This is the first instance of a research group using stem cells to make advanced embryos, Hanna told the Times of Israel. “Our next challenge is to understand how stem cells know what to do – how they self-assemble into organs and find their way to their assigned spots inside an embryo.”
Apart from helping reduce the use of animals in stem cell research, the techniques developed in his lab could one day also help become a reliable source of cells, tissues, and organs for transplantation.
The findings of the study were published in the journal Cell.
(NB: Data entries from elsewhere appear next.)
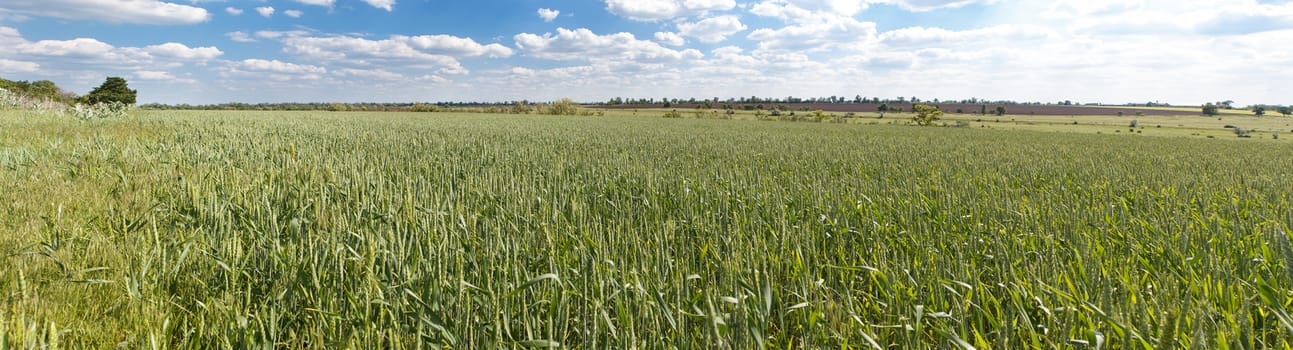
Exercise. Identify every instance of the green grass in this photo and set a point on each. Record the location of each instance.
(471, 231)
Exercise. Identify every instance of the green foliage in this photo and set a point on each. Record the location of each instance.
(564, 106)
(423, 107)
(926, 114)
(36, 91)
(114, 89)
(305, 230)
(1210, 110)
(98, 111)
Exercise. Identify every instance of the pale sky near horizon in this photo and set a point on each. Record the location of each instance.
(1182, 52)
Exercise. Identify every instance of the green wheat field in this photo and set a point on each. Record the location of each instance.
(325, 230)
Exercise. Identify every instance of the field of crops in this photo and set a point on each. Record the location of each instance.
(481, 231)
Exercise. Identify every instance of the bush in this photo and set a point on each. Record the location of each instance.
(563, 106)
(100, 111)
(114, 89)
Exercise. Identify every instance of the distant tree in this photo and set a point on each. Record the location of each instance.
(926, 114)
(114, 89)
(1210, 110)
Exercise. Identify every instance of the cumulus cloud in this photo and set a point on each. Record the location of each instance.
(239, 36)
(586, 45)
(182, 52)
(382, 4)
(140, 12)
(422, 52)
(927, 5)
(317, 3)
(17, 66)
(828, 32)
(548, 14)
(154, 75)
(671, 39)
(652, 10)
(713, 30)
(277, 66)
(83, 60)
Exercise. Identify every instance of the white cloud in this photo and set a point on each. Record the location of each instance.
(182, 52)
(927, 5)
(382, 4)
(80, 47)
(423, 52)
(454, 45)
(548, 14)
(370, 74)
(585, 45)
(239, 36)
(828, 32)
(651, 10)
(141, 12)
(17, 66)
(671, 39)
(317, 3)
(713, 30)
(154, 75)
(277, 66)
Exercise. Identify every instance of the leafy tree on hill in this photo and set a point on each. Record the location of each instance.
(114, 89)
(40, 89)
(926, 114)
(1210, 110)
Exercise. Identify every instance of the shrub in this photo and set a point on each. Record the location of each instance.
(564, 106)
(100, 111)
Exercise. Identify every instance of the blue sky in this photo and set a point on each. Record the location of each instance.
(402, 51)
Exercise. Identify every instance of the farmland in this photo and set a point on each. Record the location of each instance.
(204, 229)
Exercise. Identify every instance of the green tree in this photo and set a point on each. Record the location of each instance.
(114, 89)
(926, 114)
(1210, 110)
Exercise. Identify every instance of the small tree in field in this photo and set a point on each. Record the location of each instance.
(1210, 110)
(926, 114)
(114, 89)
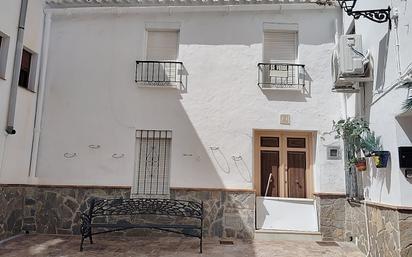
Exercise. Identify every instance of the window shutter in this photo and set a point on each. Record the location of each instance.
(162, 45)
(280, 46)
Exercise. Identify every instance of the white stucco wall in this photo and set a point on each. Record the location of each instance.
(91, 97)
(384, 105)
(15, 150)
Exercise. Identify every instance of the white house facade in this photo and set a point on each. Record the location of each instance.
(225, 102)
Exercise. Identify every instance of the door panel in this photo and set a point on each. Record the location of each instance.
(269, 165)
(296, 163)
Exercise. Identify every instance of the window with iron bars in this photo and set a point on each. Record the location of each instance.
(152, 169)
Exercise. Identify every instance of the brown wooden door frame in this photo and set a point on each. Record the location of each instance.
(283, 134)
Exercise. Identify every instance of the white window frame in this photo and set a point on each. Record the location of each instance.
(161, 27)
(4, 50)
(281, 27)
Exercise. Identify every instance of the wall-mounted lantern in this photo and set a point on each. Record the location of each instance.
(376, 15)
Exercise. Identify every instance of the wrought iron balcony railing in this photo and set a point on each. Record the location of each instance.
(281, 76)
(159, 73)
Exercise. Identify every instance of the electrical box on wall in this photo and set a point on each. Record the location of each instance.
(405, 160)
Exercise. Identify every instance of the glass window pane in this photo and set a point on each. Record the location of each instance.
(269, 141)
(296, 142)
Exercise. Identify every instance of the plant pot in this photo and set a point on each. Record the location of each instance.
(360, 164)
(381, 158)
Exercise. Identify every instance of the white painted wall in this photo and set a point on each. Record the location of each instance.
(91, 98)
(386, 185)
(15, 149)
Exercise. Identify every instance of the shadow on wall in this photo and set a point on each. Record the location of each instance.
(249, 30)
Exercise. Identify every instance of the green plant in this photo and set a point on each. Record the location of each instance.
(351, 131)
(371, 143)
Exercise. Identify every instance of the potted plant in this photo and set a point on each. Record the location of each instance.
(380, 158)
(351, 131)
(370, 143)
(372, 147)
(360, 164)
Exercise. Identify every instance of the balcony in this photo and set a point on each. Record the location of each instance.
(159, 73)
(281, 76)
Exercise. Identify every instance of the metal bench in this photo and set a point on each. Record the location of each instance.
(143, 206)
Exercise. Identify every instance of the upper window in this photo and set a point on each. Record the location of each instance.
(162, 45)
(4, 48)
(280, 46)
(27, 70)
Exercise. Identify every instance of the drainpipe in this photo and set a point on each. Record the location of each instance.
(40, 94)
(16, 69)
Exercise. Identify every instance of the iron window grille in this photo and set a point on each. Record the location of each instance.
(159, 73)
(281, 76)
(152, 164)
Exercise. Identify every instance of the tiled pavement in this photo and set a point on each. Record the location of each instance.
(68, 246)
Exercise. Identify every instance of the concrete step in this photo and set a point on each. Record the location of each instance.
(272, 234)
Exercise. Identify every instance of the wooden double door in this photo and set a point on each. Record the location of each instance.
(283, 164)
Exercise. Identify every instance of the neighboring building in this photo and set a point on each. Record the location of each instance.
(228, 102)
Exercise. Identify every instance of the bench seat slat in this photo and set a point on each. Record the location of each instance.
(104, 225)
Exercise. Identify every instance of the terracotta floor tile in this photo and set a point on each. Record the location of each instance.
(68, 246)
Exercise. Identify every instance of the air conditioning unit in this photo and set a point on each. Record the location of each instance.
(351, 56)
(349, 65)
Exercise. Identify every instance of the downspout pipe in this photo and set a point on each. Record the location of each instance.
(16, 69)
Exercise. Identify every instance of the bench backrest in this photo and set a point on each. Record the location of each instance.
(138, 206)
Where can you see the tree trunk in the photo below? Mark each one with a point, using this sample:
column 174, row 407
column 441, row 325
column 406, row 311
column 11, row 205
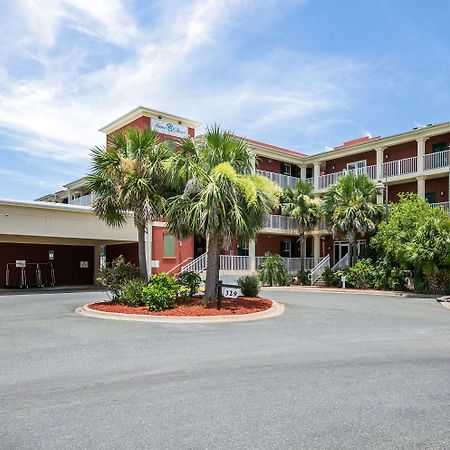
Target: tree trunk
column 141, row 251
column 353, row 251
column 302, row 256
column 212, row 269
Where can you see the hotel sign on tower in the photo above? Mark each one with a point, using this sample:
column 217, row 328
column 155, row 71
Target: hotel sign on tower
column 161, row 126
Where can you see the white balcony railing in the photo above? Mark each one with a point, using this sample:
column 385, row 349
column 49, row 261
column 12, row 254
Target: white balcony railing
column 400, row 167
column 234, row 263
column 329, row 179
column 280, row 223
column 444, row 205
column 85, row 200
column 436, row 160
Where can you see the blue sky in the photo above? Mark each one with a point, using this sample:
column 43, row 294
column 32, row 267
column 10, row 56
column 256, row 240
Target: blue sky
column 306, row 75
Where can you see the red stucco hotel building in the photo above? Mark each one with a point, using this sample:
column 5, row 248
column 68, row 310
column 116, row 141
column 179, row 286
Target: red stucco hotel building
column 413, row 161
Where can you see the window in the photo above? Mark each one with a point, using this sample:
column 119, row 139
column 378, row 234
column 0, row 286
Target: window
column 286, row 169
column 285, row 249
column 440, row 147
column 357, row 167
column 169, row 246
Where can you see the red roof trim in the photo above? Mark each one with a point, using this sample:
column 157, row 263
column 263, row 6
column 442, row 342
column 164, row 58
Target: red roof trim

In vitro cultured stem cells with distinct developmental capacities can contribute to embryonic or extra-embryonic tissues after microinjection into pre-implantation mammalian embryos. However, whether cultured stem cells can independently give rise to entire gastrulating embryo-like structures with embryonic and extra-embryonic compartments, remains unknown. Here we adapt a recently established platform for prolonged ex utero growth of natural embryos, to generate mouse post-gastrulation synthetic whole embryo models (sEmbryos), with both embryonic and extra-embryonic compartments, starting solely from naïve ESCs. This was achieved by co-aggregating non-transduced ESCs, with naïve ESCs transiently expressing Cdx2- and Gata4- to promote their priming towards trophectoderm and primitive endoderm lineages, respectively. sEmbryos adequately accomplish gastrulation, advance through key developmental milestones, and develop organ progenitors within complex extra-embryonic compartments similar to E8.5 stage mouse embryos. Our findings highlight the plastic potential of naïve pluripotent cells to self-organize and functionally reconstitute and model the entire mammalian embryo beyond gastrulation.